「できないときに、やってはいけないというのは簡単だった」。ゲノム編集の人への応用と倫理を議論する国際会議で述べられたこの一言は、まさに現状を言い当てている。「中国の研究者がゲノム編集した受精卵から双子の女の子の赤ちゃんを誕生させたと主張している」という特ダネが2018年に報道されると、「重大な倫理違反」として世界中から批判を集めた。
これまでも遺伝子組換え技術はあった。だがいまは以前と比べてもずっと簡単に、細胞の中の遺伝子を狙い通りに操作して、受精卵に意味のある改変を加えられるようになった。これにより「人間の改変」や「人間の選別」だけでなく、親が望み通りの子どもをもうける「デザイナーベビー」の誕生につながるのではないかと指摘されている。
世界ではじめて「遺伝子組換え」を行なったのは、スタンフォード大学の生化学者ポール・バーグだ。バーグは動物ウイルスと大腸菌のウイルスという別種のDNA同士を結合させ、試験管内で人工の雑種DNAをつくった実験により、1980年にノーベル化学賞を受賞した。

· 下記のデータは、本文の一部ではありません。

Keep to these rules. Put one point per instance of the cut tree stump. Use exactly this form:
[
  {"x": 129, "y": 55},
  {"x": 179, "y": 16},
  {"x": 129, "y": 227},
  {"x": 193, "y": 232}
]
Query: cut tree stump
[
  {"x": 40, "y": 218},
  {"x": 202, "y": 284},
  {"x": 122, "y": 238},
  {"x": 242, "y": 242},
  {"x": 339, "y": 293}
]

「ハサミ」の役割を持った酵素でさまざまなDNAを切り取り、「のり」の役割を持ったDNAリガーゼで連結して大腸菌に戻せば、複製したいDNAを増やしたり、DNAに応じたたんぱく質を大量生産したりできる。ある生物のDNAを別の生物に導入すれば細胞の性質を変えられる。これが遺伝子組換え技術である。この技術は幅広く応用され、病気の遺伝子の解明、人間の全遺伝情報を解読するヒトゲノム計画、遺伝子組み換え農作物の作成など、生命科学の研究だけでなく、医療や産業に欠かせないものとなった。

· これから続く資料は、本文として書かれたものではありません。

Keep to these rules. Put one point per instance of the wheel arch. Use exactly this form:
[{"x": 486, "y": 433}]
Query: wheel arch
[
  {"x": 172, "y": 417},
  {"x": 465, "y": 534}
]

だがこの技術によって、バイオハザードが生じる危険性も懸念された。たとえば発がんウイルスのDNAを組み込んだ大腸菌や、抗生物質に抵抗性を示す病原体が生み出されたとしたら? 科学者たちは自発的に国際会議を開催し、実験の際に「物理的封じ込め」と「生物学的封じ込め」という2つの方法で安全対策を取るという提案に合意した。
元祖遺伝子組み換え技術の誕生から40年以上経った頃、遺伝子組換えを一新する「ゲノム編集」という技術が登場した。フランス人のエマニュエル・シャルパンティエとアメリカ人のジェニファー・ダウドナという2人の女性科学者が、生物の設計図ともいえるゲノムを自在に編集できるツール「クリスパー・キャス9」(以下、クリスパー)を開発したのだ。「狙ったDNA配列を効率よく、正確に、切り貼りできる」「使うのが簡単」「安い」という点で、従来の組み換え技術を一新するものとして、クリスパーは瞬く間に世界中の研究室に広がった。

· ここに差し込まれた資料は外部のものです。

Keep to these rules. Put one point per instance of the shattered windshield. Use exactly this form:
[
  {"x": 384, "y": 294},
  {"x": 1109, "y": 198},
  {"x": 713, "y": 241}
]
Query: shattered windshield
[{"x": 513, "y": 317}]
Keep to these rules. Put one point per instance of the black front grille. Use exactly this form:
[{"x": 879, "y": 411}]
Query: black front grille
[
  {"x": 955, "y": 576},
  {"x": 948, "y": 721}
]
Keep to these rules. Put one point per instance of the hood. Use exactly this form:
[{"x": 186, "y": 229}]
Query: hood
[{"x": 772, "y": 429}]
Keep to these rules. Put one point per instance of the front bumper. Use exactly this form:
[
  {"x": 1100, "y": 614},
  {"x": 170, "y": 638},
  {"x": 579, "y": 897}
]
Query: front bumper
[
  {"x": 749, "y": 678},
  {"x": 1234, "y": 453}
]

クリスパーの仕組みはこうだ。まずハサミを備えた小さな分子マシンである「クリスパー」が、標的とするDNAの配列を検索して見つけ出し、二重鎖をばっさりと切断する。すると切断されたDNAは自然に修復しようとするので、切れたDNAを元通りに修復させないことで遺伝子の働きを失わせる「遺伝子ノックアウト(以下、ノックアウト)」か、別のところからDNAを代わりに持ってきて挿入する「遺伝子ノックイン(以下、ノックイン)」のいずれかを用いる。「ノックアウト」すれば、切断された箇所のDNAがどのような働きをしているのかを調べられるし、遺伝子の変異を品種改良に利用することもできる。一方で 「ノックイン」 では、新しい遺伝子を入れたり、遺伝子変異を修復したりできる。